Implementation of Time Series Forecasting
Time series — data with time stamps. This covers sales, energy consumption, stock quotes, IoT sensors, traffic. Correct model and methodology choice is critical: improper handling of temporal dependencies leads to data leakage and false-positive backtest results.
Time Series Classification
Before choosing method — analyze series properties:
Stationarity: ADF-test (Augmented Dickey-Fuller). Non-stationary series require differencing or special methods.
Seasonality: ACF/PACF analysis. Single (weekly) or multiple (weekly + annual) seasonality affects model choice.
Intermittency: ADI (Average Demand Interval) > 1.32 — special methods (Croston, IMAPA).
Nonlinearity: Terasvirta / BDS test. Linear models (ARIMA) inadequate with strong nonlinearity.
Method Hierarchy
| Method | Application | Pros | Limitations |
|---|---|---|---|
| Naive / Seasonal Naive | Baseline, intermittent | Fast, interpretable | Low accuracy |
| ETS (Exponential Smoothing) | Single seasonality | Automatic, works well | Multiple seasonality |
| SARIMA | Statistics, single seasonality | Theory, confidence intervals | Slow, single seasonality |
| Prophet | Business data with holidays | Simplicity, interpretability | Not best for complex patterns |
| LightGBM with lags | Many external factors | High accuracy, features | Requires feature engineering |
| N-BEATS / N-HiTS | Pure TS without external features | SOTA on M4/M5 | Black box |
| TFT | Many series + known covariates | SOTA for ensembles | Complexity, GPU |
| TimesGPT / TimesFM | Foundation model, zero-shot | Fast start | Expensive, less control |
Proper Backtesting
Problem: can't use standard train/test split for time series — breaks temporal ordering.
Walk-Forward Validation:
|---Train---| Test |
|----Train----| Test |
|-----Train-----| Test |
Average metrics across all windows
Test window size = forecast horizon. Step shift = horizon / 2 or = horizon (no overlap).
Data Leakage Sources:
- Using future data in scaling (fit scaler on entire dataset)
- Target encoding with future values
- External features with future information (known future covariates vs. past covariates)
Feature Engineering for ML Approach
Temporal Features:
df['hour'] = df.index.hour
df['day_of_week'] = df.index.dayofweek
df['week_of_year'] = df.index.isocalendar().week
df['month'] = df.index.month
df['is_weekend'] = df['day_of_week'].isin([5, 6]).astype(int)
# Cyclical encoding
df['sin_hour'] = np.sin(2 * np.pi * df['hour'] / 24)
df['cos_hour'] = np.cos(2 * np.pi * df['hour'] / 24)
Lag Features: t-1, t-7, t-14, t-28 for daily data; t-1, t-24, t-168 for hourly.
Rolling Statistics: mean, std, min, max for 7/28/90 days.
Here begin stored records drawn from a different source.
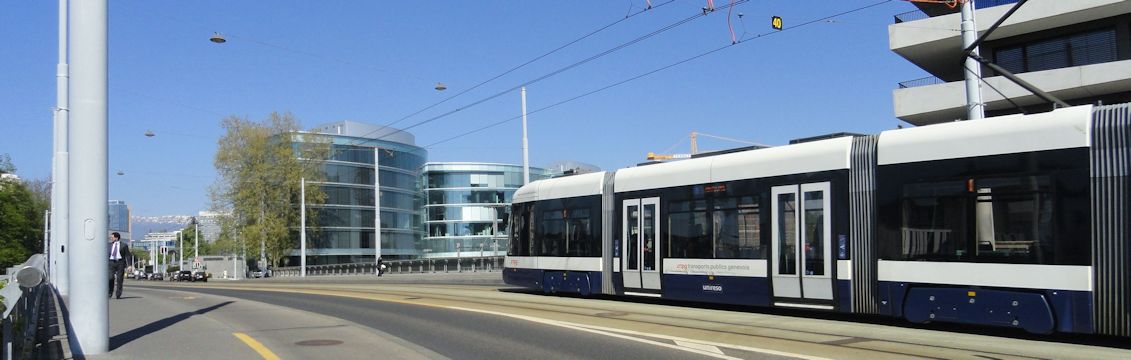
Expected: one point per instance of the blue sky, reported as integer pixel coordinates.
(378, 61)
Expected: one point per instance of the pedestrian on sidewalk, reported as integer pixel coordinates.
(119, 257)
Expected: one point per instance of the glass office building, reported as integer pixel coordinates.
(466, 206)
(346, 220)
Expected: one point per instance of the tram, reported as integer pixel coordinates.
(1017, 221)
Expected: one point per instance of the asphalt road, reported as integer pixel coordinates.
(459, 334)
(491, 322)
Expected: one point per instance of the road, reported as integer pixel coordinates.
(485, 322)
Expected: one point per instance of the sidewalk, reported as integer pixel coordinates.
(170, 324)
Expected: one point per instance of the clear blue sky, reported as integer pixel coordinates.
(378, 61)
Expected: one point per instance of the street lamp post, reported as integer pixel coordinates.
(302, 231)
(180, 250)
(196, 241)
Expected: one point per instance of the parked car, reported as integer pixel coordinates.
(183, 275)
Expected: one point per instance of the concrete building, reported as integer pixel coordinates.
(119, 219)
(209, 224)
(467, 205)
(346, 221)
(1079, 51)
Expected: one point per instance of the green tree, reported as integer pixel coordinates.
(260, 165)
(190, 238)
(22, 216)
(6, 165)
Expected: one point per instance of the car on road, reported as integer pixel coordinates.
(183, 275)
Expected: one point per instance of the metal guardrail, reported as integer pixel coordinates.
(24, 289)
(922, 82)
(411, 266)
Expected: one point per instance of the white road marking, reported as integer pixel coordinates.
(699, 346)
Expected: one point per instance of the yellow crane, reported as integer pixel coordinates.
(694, 147)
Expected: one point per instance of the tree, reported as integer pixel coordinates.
(22, 216)
(6, 165)
(190, 238)
(260, 165)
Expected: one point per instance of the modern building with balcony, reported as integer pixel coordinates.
(346, 220)
(467, 206)
(1078, 51)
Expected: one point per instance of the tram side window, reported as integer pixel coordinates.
(552, 232)
(520, 236)
(730, 230)
(1015, 217)
(1000, 220)
(934, 225)
(689, 230)
(579, 239)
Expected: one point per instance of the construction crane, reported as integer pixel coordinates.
(694, 147)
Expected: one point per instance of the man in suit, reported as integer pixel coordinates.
(119, 258)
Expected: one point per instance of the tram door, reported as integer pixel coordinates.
(802, 224)
(640, 243)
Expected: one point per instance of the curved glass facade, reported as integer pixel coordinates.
(467, 204)
(345, 221)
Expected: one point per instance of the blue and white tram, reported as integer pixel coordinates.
(1017, 221)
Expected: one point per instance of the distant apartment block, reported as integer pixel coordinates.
(119, 217)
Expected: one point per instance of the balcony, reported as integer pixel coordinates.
(934, 43)
(923, 103)
(939, 9)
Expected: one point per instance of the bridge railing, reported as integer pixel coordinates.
(406, 266)
(24, 289)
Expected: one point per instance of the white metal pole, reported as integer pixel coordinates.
(377, 208)
(46, 232)
(975, 109)
(302, 230)
(59, 191)
(526, 155)
(88, 212)
(196, 240)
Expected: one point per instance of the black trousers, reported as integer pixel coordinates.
(117, 275)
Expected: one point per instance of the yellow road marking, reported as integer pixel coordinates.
(257, 346)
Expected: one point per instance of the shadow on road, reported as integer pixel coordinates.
(155, 326)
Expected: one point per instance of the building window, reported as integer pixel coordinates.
(1073, 50)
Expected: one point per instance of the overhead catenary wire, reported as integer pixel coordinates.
(630, 15)
(657, 70)
(567, 68)
(1018, 106)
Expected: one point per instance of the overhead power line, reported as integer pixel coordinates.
(659, 69)
(560, 70)
(528, 62)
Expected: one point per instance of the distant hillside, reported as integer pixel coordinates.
(147, 224)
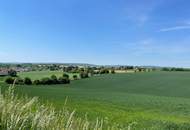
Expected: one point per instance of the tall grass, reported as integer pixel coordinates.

Differences: (t-1) - (t-7) to capture trend.
Probabilistic Forecasting
Point forecast without uncertainty — insufficient for business decisions. Quantile forecasts:
-
Quantile Regression: LightGBM with
objective='quantile', alpha=0.1/0.5/0.9 - Conformal Prediction: theoretically grounded intervals, don't assume distribution
- Monte Carlo Dropout: in neural networks — ensemble via dropout in inference
- N-HiTS with Quantiles: native support in neuralforecast library
Production Pipeline
# Example with Nixtla / statsforecast
from statsforecast import StatsForecast
from statsforecast.models import AutoARIMA, AutoETS, AutoTheta
models = [AutoARIMA(season_length=7), AutoETS(season_length=7), AutoTheta()]
sf = StatsForecast(models=models, freq='D', n_jobs=-1)
sf.fit(train_df)
forecasts = sf.predict(h=28, level=[80, 95])
MLflow Tracking: each experiment — data version, hyperparameters, metrics, model artifact.
Scheduling: Airflow DAG for daily retraining and publishing forecasts to Data Warehouse.
Monitoring: Evidently for tracking data drift of input features and prediction drift of model output.
Timeline: statistical baseline models (AutoARIMA, Prophet) — 2-3 weeks. ML system with walk-forward validation, quantile forecasts and production pipeline — 8-12 weeks.